Un sentiment d’humiliation

« L’état des délogés est déplorable, physiquement et psychologiquement », argue Jean-Régis Rooijackers, de Médecins du monde. (...)

« Un traumatisme qui dure. » Les enfants, notamment, en sont les premières victimes. « Ils n’ont plus de chez eux, plus d’intime, plus de jouets… », relève, inquiète, Ingrid une enseignante de maternelle.
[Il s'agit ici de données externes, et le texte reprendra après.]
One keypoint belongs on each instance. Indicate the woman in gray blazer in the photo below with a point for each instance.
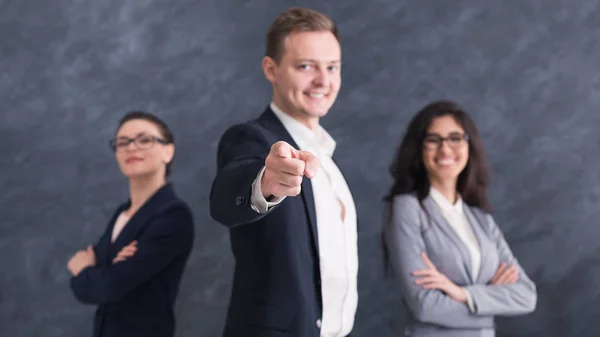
(455, 268)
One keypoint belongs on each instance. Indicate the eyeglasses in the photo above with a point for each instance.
(455, 140)
(142, 142)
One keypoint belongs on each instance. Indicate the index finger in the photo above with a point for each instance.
(428, 261)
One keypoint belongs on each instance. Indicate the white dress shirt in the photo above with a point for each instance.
(336, 225)
(119, 225)
(455, 215)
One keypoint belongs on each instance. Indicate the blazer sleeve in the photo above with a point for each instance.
(241, 155)
(404, 243)
(167, 237)
(508, 300)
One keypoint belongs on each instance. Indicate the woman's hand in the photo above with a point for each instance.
(126, 252)
(81, 260)
(431, 278)
(505, 274)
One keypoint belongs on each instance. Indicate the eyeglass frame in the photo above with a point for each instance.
(113, 142)
(463, 136)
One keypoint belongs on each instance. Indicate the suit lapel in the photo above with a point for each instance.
(143, 215)
(273, 124)
(103, 248)
(436, 214)
(476, 221)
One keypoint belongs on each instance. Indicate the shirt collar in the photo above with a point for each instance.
(305, 138)
(444, 203)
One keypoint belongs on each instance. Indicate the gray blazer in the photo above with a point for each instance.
(414, 229)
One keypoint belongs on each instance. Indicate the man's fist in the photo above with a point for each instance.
(284, 169)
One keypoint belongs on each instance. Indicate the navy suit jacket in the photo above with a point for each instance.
(135, 297)
(276, 286)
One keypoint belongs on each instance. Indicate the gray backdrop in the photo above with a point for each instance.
(527, 71)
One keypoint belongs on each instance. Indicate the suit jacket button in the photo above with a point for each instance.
(240, 201)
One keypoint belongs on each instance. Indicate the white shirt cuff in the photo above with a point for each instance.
(470, 302)
(257, 202)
Depuis six mois, elle note l’augmentation des cas « de mal-être, d’agressivité ou de repli sur soi » chez les tout-petits. (...)

Une longue enquête

Trois juges d’instruction pilotent l’information judiciaire ouverte contre X le 27 novembre 2018 par le parquet de Marseille pour « homicides et blessures involontaires aggravés par violation manifestement délibérée d’une obligation particulière de prudence ou de sécurité imposée par la loi ou le règlement » et pour « mise en danger de la vie d’autrui ».

L’enquête doit notamment déterminer lequel des deux immeubles – du n° 63 (propriété d’une société d’économie mixte de la Ville de Marseille) ou n° 65 (appartenant à des bailleurs privés) a entraîné l’autre dans sa chute.

En décembre 2018, des experts ont mentionné la possible présence d’eau dans les caves des deux bâtiments contigus, sans plus s’avancer sur son origine. Les investigations vont durer plusieurs années.